Maybe it’s Because Joe Pesci’s Broken Lungs Make You Soggy in the Eyes?
Finally! Joe Pesci moves into the space in the attic. He doesn’t flush the toilet, but that doesn’t matter because he has money coming to him in the form of disability benefits and he can cover rent. So that one guy has no grounds for protest.
Sadly, Pesci gets this funding because he has mesothelioma. Today, with the roughly 782 commercials informing us about mesothelioma, any of the roommates could have told Joe to contact one of the class-action lawyers or go online and hopefully things would have gone differently.
In 1994 though, without Facebook or Twitter, all he could do was die.
Sex Scene…Was That What You’re Inferring There, Guys?
(I think) Pesci doesn’t let his lungs get in the way of banging(?) a hot extra at the pajama party he attends with Brendan Fraser. (Yep, Fraser invites Pesci to a scantily clad pajama party…) You don’t see anything other than the original contact between said extra and Pesci, so you have to assume the next steps in the process. But that’s difficult, because you’re mind quickly switches to wonder how that hot extra got into Harvard in the first place. And what the fuck is her thesis?
Not since Madeline Stowe and Daniel Day-Lewis…
Although it doesn’t have a song attached to it like Last of the Mohicans, Fraser and Kelly finally kiss. It’s cool. I think it was near a fountain—but you can’t tell because everything looks like a fountain on that campus. It might have been the admissions building.
Where Things Really Go Down Hill
I thought it started when we see Monte’s (Fraser’s character) bare white ass popping through the dark like a G.I. Joe laser, but I was wrong. It really goes back to Pappy Joe. His lungs are a mess. Though he is happy Fraser has decided to can that shitty thesis and write a new one, he’s really starting to wrinkle. He wants to see his kid. He wants to read his obituary aloud and see what…
WHAT!?!
Yep! Plot exploded!
All of these horse-shit shenanigans, from taking in this homeless man, to getting him a damn glazed donut to allowing him to kill a house pet, were all for not because ol Monte decided to write a new damn thesis. Harvard people love thesissssssssssssssses.

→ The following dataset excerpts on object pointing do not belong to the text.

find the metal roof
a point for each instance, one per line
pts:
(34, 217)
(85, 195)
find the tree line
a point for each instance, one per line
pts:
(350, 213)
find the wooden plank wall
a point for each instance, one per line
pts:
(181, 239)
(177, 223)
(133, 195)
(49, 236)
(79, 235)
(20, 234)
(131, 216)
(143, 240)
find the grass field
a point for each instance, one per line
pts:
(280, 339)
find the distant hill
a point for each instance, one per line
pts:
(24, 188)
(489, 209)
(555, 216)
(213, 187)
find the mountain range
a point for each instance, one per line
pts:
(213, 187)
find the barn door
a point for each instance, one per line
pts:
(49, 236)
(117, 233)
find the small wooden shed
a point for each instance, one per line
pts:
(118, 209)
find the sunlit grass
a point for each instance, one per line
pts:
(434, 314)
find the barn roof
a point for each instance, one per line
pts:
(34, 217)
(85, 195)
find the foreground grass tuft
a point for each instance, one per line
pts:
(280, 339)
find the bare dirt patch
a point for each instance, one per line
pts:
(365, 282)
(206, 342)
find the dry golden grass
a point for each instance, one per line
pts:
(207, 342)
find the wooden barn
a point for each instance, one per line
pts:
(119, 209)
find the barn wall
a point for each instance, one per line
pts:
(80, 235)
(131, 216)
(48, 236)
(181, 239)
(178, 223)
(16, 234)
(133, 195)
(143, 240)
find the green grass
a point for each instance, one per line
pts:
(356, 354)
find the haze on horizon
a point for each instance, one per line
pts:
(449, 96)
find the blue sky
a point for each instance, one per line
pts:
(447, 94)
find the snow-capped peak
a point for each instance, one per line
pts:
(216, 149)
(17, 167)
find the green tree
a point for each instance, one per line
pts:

However, that one guy comes around and the group is a whole!! All it took was a grilled cheese sandwich and presto—do whatever, flush whenever. The happy (yet sad) crew goes on a road trip to see Pesci’s grown-up son. So you can say none of them will be home, alone.
A Thought Before the End
Imagine if the Zuckerberg character in The Social Network would’ve tripped on some ice and lost the prototype of Facebook down a grated precipice, landing in the hands of a homeless man…and that homeless man was played by Kevin Hart. Imagine the havoc he would wreak on the Baking Soda brothers and Zuckerberg.

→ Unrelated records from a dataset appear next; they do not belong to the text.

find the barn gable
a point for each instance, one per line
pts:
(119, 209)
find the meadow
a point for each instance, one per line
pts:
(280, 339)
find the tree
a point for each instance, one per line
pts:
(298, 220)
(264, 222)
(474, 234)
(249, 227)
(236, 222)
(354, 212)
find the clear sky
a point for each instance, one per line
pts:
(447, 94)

“You want this, do ya? Well, I want a donut…with perfect glaze……………………………………………………..(this is where Hart would do a 60-minute monologue, explaining all the things he wants.)”

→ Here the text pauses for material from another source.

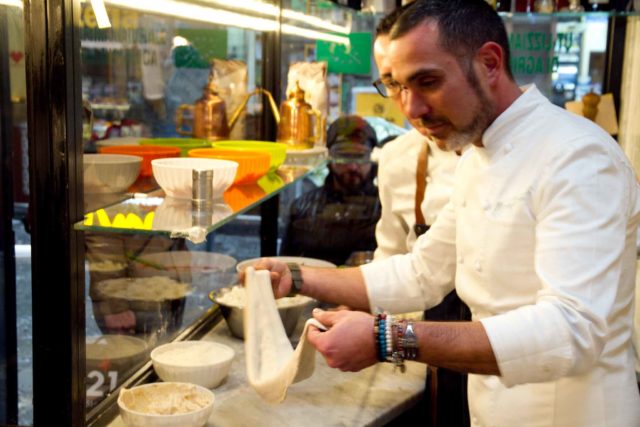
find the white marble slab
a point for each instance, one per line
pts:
(371, 397)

(Three-fourths of the movie later, he would eat his glazed donut.)
It would have been more interesting.
The end
As you would expect, Pesci’s son wants nothing to do with him. He’s in a suit, and Pesci is in like a puffy cloak that is made of 50 or so blankets and rubber bands. Pesci has a look at his son, and that’s that.
Life is difficult and Joe Pesci in With Honors is a dying example of that.
Oh yeah, Pesci dies. Sorry.
He collects a rock, though, which is cool because it’s kind of like the loose-change thing Danny DeVito—another short actor—did as Owen in Throw Momma from the Train.
After Pesci dies
Before Fraser goes on to star in the Mummy and the Mummy Returns, he graduates from Harvard. He doesn’t graduate “with honors” because he misses the thesis deadline. Again, this is maddening when you really think about what the hell just happened. But Pesci writes a nice obituary-inclusion for the roomies, which tells Fraser he has make-believe honors, and that the rest of the gang is a really good bunch of yutes.
They group hug…Moira Kelly grabs that one guy because he’s not sure he should be in the group hug, and tears and joy and…
What’s that?
Did I just say…yute?
What’s a yute?
Well that, my friends, is for another three-day weekend.